After Gaddafi, Libyans still prefer one-man rule

After Gaddafi, Libyans still prefer one-man rule

Despite the deposition and assassination of Col Muammar Gaddafi, the first ever National Survey of Libya suggests that people in the country still prefer one-man-rule over alternatives like democracy.

The publication of the survey conducted partly by the University of Oxford coincides with the anniversary of the first protests triggered by rebel forces against Gaddafi, a university release said.

Despite the protests and eventual killing of Gaddafi, the survey reveals that 35 per cent would still like a strong leader or leaders for the country in five years’ time.

Only 29 per cent of those surveyed said they would prefer to live in a democracy.

However, 69 per cent of the over 2000 respondents also insisted that ordinary citizens should have a say in how the country should develop.

The face-to-face survey of a nationally representative sample of the population was conducted between December 2011 and January 2012 in a joint research project by the Institute of Human Sciences at the University of Oxford and Oxford Research International, a private research organisation, in association with the University of Benghazi.

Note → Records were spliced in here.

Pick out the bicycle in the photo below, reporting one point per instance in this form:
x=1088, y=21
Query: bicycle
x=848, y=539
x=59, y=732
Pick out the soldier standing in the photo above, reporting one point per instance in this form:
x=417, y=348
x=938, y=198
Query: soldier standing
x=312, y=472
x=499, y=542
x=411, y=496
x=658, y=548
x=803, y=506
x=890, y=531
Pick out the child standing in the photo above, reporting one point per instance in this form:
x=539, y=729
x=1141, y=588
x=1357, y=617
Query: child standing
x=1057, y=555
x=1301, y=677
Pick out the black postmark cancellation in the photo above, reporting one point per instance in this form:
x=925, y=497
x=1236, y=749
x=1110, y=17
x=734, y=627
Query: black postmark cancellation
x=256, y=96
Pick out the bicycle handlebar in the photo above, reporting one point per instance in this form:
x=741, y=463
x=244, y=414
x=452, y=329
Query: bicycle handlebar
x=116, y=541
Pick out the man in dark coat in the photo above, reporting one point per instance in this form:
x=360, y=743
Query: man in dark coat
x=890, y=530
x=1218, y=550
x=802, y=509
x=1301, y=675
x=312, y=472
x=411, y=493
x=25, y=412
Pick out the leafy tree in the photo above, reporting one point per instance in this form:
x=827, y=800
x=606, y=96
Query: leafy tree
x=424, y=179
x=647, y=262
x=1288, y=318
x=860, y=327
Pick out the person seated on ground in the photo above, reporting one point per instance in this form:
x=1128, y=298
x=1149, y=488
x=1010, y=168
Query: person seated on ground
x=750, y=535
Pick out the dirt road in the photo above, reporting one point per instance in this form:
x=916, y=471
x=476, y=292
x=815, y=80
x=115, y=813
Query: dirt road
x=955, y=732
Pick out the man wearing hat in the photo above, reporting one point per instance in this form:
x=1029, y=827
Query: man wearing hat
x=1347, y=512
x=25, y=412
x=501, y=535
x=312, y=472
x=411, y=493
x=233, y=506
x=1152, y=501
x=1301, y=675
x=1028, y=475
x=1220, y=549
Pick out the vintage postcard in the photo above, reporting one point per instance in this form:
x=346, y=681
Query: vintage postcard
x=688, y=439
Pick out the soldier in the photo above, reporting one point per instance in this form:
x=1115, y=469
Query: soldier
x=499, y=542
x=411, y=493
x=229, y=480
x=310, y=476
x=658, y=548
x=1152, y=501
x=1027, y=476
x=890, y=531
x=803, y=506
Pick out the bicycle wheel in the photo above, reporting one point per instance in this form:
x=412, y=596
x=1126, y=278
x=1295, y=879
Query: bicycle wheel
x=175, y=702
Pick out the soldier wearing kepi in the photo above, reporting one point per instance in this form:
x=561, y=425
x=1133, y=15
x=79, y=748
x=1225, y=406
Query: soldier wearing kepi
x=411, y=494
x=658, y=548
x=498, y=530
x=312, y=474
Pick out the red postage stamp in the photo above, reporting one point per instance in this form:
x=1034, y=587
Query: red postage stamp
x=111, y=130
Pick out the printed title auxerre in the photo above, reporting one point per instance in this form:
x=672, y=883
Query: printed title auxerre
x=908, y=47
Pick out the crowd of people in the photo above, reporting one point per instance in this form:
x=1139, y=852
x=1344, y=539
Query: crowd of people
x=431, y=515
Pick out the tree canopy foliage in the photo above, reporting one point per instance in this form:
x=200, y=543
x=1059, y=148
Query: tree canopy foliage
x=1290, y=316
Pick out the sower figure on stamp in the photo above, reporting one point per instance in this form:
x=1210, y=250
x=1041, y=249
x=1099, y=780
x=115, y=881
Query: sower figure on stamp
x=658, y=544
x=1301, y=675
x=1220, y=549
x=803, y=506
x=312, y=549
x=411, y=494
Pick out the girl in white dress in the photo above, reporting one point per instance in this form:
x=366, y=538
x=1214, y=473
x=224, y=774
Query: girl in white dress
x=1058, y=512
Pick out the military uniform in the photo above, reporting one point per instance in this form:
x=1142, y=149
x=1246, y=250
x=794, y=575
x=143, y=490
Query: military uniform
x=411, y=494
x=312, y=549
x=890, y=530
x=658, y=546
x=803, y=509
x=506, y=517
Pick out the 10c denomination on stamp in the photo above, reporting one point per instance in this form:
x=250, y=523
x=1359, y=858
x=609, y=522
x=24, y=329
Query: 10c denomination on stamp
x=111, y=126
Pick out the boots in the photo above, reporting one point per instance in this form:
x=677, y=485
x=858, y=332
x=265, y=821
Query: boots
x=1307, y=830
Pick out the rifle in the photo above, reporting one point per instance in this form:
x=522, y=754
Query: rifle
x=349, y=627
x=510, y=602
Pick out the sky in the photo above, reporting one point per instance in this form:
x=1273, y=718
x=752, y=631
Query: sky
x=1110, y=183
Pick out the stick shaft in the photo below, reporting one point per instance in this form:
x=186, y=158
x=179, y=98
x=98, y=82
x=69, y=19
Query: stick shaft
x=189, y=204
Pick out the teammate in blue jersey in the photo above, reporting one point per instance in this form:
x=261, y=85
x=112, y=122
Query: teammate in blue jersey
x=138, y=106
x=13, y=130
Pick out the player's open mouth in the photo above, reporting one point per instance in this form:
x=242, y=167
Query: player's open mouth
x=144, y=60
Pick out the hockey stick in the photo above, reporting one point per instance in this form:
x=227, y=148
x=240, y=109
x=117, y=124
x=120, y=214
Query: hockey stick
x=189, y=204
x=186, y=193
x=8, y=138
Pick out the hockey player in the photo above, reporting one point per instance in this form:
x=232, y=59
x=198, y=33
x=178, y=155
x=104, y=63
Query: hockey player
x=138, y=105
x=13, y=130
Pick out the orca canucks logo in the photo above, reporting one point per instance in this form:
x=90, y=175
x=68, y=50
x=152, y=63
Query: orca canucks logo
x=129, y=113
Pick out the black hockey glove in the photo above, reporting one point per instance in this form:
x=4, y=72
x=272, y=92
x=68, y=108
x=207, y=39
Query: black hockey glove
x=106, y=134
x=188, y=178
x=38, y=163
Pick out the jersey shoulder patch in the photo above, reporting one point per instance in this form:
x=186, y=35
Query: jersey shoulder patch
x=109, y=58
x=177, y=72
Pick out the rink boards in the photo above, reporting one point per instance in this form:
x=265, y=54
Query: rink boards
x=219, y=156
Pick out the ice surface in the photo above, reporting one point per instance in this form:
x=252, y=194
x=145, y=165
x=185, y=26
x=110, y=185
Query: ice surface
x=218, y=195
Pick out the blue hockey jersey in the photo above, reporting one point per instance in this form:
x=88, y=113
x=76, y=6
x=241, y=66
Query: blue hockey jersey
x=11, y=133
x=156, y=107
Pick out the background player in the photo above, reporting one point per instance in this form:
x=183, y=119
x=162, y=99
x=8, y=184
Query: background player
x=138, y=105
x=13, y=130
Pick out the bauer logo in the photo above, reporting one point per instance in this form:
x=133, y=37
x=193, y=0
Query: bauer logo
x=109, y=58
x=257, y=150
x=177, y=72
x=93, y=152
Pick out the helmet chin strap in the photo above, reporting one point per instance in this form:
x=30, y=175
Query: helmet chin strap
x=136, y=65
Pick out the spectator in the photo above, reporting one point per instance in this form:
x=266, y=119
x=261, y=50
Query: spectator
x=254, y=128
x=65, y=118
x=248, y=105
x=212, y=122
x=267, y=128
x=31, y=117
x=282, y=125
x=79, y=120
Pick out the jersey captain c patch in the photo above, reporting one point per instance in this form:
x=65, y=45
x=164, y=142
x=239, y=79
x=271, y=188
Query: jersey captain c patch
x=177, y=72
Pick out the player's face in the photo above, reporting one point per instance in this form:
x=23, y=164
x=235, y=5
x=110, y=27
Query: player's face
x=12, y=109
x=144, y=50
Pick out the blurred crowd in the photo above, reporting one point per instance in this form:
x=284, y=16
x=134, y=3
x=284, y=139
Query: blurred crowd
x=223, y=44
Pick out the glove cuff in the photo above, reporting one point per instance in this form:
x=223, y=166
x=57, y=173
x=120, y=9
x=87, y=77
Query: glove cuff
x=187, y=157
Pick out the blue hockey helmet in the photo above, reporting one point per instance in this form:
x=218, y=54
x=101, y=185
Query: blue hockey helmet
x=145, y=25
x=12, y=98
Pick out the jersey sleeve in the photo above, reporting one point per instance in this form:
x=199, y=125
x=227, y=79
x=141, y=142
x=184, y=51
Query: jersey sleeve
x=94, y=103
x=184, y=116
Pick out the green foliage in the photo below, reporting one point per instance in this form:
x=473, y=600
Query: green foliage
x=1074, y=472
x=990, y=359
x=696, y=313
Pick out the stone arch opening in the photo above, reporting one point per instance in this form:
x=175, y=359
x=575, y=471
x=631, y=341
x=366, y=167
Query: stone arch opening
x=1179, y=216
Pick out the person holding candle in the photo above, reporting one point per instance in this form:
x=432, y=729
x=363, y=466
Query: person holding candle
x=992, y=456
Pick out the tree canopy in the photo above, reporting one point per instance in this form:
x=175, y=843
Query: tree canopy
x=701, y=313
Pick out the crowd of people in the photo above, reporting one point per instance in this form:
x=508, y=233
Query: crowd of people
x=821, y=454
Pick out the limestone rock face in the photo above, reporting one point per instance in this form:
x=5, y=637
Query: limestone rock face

It finds that the Libyan population is largely optimistic about the future with up to 8 out of 10 people expecting improvements in their personal lives, economic circumstances and their country, the release added.

Despite this apparent optimism, 16 per cent of those surveyed said they were ready to resort to violence for political ends. This would mean that around 630,000 people were potential fighters, in addition to the 280,000 who previously took up arms.

There is already a plan for elections being held in Libya with some suggesting they could take place in mid 2012.

The survey suggests that most people in Libya distrust political parties with respondents giving them only 27 per cent of the maximum trust rating for institutions.

The most trusted institution was Libya's National Transitional Council (NTC), which received 81 per cent of the maximum trust from respondents overall.

Put in a position to spend 100 million Dinars, most Libyans said they would put health at the top of their list of priorities, providing it with an average of 34 per cent of the total budget, the release said.

Education would receive an average of 27 per cent of the total budget while, perhaps surprisingly, environmental improvements such as tree planting would be given an average eight per cent of the total budget, according to the survey.

Andrew Gosler from the Institute of Human Sciences at the University of Oxford said: "The first National Survey holds many surprises for the world on what the Libyan people want following decades of autocratic rule under the Gaddafi regime. It reveals that there is a great deal of optimism amongst the population about the future of their country.

"When asked about their spending priorities, health and education came top as you might expect, but the Libyans also seem surprisingly ready to do more on the environment where there is universal concern across all political divides."